What about the drinks?
They've created a very smart, concise drinks list, with wine on tap and in bottle, cocktails, four beers and a cider. Everything's been carefully chosen to work with the food, and there are some serious wines on there, like Tenerife producer Envinate's garnacha, which we imagine would be a stellar pairing for loads of the dishes. We weren't expecting to drink white wine with barbecue but the surprise hit was a South African roussane/chenin blanc blend called Adi's House, which had the complexity, texture and acid to pair beautifully with dishes like the gambas and the pork. There are 8 wines by the glass and 18 by bottle, and we would love to see carafes introduced like in sister restaurant Featherblade.
And the service?
Great. Even though they've just opened it feels like a family operation, with everyone getting stuck in. Staff were warm and chatty and if they can keep up that level of hospitality under pressure and with a queue outside we don't think they'll have many unsatisfied customers.

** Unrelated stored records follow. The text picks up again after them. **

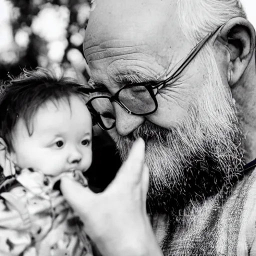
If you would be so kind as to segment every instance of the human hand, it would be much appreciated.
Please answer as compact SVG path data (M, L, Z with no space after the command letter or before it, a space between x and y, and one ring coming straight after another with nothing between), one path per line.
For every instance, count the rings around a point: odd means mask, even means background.
M149 172L144 143L133 145L128 160L102 193L62 178L64 196L104 256L162 256L146 211Z

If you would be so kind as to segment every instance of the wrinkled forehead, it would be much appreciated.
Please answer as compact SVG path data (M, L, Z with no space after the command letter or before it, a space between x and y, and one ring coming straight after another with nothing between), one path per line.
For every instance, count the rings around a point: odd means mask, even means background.
M84 44L90 68L98 70L102 68L94 64L99 60L111 62L122 54L135 60L150 56L152 61L167 65L164 62L170 60L166 58L169 52L181 48L184 42L176 2L96 0Z

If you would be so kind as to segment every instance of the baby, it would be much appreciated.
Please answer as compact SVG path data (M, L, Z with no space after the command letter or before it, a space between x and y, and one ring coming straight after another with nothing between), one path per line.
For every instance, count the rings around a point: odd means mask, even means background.
M3 88L0 256L92 255L82 224L58 189L64 175L86 185L92 121L86 90L42 69L25 71Z

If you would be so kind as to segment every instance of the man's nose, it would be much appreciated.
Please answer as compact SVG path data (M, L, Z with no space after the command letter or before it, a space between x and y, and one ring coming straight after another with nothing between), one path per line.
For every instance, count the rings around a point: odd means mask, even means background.
M144 122L143 116L130 114L120 106L115 106L116 128L120 135L125 136L129 134Z
M70 148L70 151L68 158L68 164L79 164L82 159L82 154L79 150L75 147Z

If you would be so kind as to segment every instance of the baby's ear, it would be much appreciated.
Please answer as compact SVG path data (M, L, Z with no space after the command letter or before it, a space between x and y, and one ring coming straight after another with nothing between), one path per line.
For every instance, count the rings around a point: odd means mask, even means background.
M0 172L2 172L6 177L12 176L16 173L14 164L10 160L7 144L0 137Z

We love Mister S, and don't think we've been this excited about a new opening since Variety Jones stormed onto the scene last Christmas. In Dublin's rapidly evolving food scene, it feels like a stake in the road, an important chapter in the growth of fast casual restaurants that could hold their own in any major city. Along with places like Lucky Tortoise, Chimac and Pi, Mister S are proving that exciting food of the highest quality can be delivered at every price point and in every setting, and are helping to reconnect all of us with what it means to eat Irish food.